La beni-tenshi, « l’ange des beni-imo », est une marque développée par un important grossiste en patates douces et est l’illustration parfaite des avantages de la maturation. Sa maturation dure toute une année et se traduit par un abondant goût sucré et une sensation en bouche douce et soyeuse.
Une autre nouveauté de ce quatrième boom de la patate douce est l’utilisation de techniques de marketing. On a pu constater que les producteurs attribuent des noms de marques à leurs patates douces afin de les différencier des autres et de marquer l’esprit des consommateurs. Une variété de patate douce produite dans la préfecture d’Oita, à Kyushu, répond au doux nom de Kanta-kun, ce qui pourrait se traduire par « petit monsieur sucré et dodu ». Selon M. Amaya, la Kanta-kun jouit effectivement d’une douceur naturelle voluptueuse tout à fait inoubliable qui reste en bouche.
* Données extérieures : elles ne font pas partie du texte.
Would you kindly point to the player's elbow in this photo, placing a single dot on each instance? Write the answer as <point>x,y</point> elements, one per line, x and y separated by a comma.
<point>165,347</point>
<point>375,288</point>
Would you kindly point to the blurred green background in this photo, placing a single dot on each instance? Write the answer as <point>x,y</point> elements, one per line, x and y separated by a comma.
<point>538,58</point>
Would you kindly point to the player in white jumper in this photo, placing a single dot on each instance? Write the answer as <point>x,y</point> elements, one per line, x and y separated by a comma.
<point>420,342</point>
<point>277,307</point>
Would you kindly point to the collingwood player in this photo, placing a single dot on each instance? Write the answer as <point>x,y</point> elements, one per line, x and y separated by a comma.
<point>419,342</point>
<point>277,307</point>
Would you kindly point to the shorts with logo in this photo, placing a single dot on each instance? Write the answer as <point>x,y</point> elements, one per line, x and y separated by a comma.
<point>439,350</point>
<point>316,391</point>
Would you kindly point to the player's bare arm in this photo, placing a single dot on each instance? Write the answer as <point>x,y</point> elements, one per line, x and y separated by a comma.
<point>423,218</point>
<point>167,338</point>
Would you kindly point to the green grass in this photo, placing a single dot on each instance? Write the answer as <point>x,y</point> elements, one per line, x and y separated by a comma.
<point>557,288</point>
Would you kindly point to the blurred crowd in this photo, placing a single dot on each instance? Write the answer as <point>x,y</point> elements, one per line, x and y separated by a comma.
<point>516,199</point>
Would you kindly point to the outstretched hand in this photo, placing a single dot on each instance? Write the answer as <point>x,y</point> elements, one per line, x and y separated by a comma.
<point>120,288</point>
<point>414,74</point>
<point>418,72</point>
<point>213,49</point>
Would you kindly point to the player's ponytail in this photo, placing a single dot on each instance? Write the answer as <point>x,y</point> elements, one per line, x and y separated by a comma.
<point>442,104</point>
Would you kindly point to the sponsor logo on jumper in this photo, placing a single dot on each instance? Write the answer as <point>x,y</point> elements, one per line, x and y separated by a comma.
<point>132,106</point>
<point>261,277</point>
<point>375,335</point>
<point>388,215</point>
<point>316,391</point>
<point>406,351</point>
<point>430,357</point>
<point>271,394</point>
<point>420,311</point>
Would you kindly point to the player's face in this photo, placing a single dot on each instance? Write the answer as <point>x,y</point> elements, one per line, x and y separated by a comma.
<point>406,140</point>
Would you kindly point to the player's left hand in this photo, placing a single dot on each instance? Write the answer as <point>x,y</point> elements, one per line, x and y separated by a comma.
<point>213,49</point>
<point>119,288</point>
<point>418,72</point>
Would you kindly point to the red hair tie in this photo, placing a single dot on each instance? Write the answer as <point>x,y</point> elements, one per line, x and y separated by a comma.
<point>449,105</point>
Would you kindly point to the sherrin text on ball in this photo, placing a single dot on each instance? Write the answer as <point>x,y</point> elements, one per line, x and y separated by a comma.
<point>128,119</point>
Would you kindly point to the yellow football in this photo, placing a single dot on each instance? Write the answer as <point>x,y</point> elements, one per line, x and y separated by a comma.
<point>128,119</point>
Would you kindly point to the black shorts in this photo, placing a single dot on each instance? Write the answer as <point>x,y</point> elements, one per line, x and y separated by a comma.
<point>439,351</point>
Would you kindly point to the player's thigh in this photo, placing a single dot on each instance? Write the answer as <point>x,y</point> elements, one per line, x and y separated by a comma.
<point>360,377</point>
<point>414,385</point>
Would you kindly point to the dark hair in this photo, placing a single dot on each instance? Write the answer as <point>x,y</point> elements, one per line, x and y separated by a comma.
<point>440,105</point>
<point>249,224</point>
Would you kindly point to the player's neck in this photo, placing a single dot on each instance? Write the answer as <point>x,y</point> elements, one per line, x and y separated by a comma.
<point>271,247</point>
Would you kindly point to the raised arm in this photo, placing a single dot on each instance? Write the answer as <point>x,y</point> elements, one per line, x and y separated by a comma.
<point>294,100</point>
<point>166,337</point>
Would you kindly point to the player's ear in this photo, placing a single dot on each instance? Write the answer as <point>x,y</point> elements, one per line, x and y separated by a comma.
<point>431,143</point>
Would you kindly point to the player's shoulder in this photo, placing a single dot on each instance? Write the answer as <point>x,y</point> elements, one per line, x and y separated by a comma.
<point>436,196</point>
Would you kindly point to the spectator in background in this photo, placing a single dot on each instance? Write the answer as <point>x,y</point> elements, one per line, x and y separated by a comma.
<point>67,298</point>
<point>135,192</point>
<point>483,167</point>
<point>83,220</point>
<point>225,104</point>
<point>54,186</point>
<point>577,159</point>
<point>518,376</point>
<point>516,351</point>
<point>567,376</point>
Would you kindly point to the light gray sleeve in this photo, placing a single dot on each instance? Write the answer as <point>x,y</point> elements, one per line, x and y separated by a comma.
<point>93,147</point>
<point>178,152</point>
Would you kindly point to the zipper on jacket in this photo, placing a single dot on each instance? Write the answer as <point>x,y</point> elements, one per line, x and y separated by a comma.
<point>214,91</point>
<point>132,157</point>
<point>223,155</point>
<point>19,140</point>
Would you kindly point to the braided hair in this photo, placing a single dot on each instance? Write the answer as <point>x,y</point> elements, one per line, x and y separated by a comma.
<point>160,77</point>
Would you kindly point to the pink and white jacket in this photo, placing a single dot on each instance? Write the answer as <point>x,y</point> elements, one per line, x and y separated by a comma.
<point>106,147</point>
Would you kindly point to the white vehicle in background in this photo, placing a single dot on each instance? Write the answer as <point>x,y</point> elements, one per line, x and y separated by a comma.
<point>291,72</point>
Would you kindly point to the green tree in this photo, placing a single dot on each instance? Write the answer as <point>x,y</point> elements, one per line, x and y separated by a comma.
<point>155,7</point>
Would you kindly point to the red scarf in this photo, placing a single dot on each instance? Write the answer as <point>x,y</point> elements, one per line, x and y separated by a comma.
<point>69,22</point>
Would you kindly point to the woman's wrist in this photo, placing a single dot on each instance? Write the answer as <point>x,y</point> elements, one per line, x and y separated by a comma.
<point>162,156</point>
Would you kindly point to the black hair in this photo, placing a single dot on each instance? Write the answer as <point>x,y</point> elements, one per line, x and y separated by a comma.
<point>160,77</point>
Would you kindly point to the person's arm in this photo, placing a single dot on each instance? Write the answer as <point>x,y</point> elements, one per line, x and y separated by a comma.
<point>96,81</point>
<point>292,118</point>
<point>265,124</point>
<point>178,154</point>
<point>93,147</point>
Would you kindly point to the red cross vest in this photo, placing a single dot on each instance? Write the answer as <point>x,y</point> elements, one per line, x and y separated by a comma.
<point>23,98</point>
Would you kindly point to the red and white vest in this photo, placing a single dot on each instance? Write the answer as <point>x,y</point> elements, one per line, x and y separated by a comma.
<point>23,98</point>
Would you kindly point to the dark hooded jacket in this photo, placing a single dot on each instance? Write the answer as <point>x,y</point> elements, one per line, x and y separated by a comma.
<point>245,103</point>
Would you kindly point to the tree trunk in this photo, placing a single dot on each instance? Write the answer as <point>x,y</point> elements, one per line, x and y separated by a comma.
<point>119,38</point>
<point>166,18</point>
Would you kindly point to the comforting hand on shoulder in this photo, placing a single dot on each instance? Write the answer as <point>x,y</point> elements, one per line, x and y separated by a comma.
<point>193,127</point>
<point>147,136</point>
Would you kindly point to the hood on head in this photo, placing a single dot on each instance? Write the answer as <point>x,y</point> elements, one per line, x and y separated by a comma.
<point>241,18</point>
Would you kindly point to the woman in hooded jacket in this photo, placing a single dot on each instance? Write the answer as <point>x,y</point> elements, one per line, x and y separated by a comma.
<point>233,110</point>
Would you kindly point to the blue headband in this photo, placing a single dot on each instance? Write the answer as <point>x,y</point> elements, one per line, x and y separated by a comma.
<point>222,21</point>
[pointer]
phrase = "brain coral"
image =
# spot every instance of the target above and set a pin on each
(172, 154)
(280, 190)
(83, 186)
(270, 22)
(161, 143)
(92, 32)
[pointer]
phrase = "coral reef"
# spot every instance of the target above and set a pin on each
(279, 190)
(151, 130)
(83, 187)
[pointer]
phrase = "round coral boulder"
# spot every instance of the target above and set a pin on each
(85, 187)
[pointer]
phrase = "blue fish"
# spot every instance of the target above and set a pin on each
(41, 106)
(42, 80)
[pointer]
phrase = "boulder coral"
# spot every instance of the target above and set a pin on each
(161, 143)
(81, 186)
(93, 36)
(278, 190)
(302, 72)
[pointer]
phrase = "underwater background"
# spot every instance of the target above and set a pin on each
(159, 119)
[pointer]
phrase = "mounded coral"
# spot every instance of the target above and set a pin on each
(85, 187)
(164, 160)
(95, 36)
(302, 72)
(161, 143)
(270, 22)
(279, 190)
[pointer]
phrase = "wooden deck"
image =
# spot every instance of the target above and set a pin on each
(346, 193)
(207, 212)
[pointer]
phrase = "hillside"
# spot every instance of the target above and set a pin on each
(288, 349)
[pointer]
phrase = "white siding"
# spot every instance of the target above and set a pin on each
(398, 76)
Alors où vous rendre pour goûter aux patates douces de cette quatrième vague ? La première recommandation de M. Amaya est Fuji, une boutique qui en a fait sa spécialité, où nous avions rendez-vous. Fuji a ouvert ses portes au début des années 2000, alors que le quatrième boom s’amorçait, et se situe dans le quartier de Gotokuji, à seulement 15 minutes de train de Shinjuku, à Tokyo. « Fuji est un établissement atypique. Son propriétaire, M. Uehara, a une réserve de variétés de patates douces provenant de l’ensemble du pays, dont beaucoup ne sont pas disponibles dans les supermarchés. Je ne connais aucun autre endroit qui propose une si vaste sélection », nous confie M. Amaya.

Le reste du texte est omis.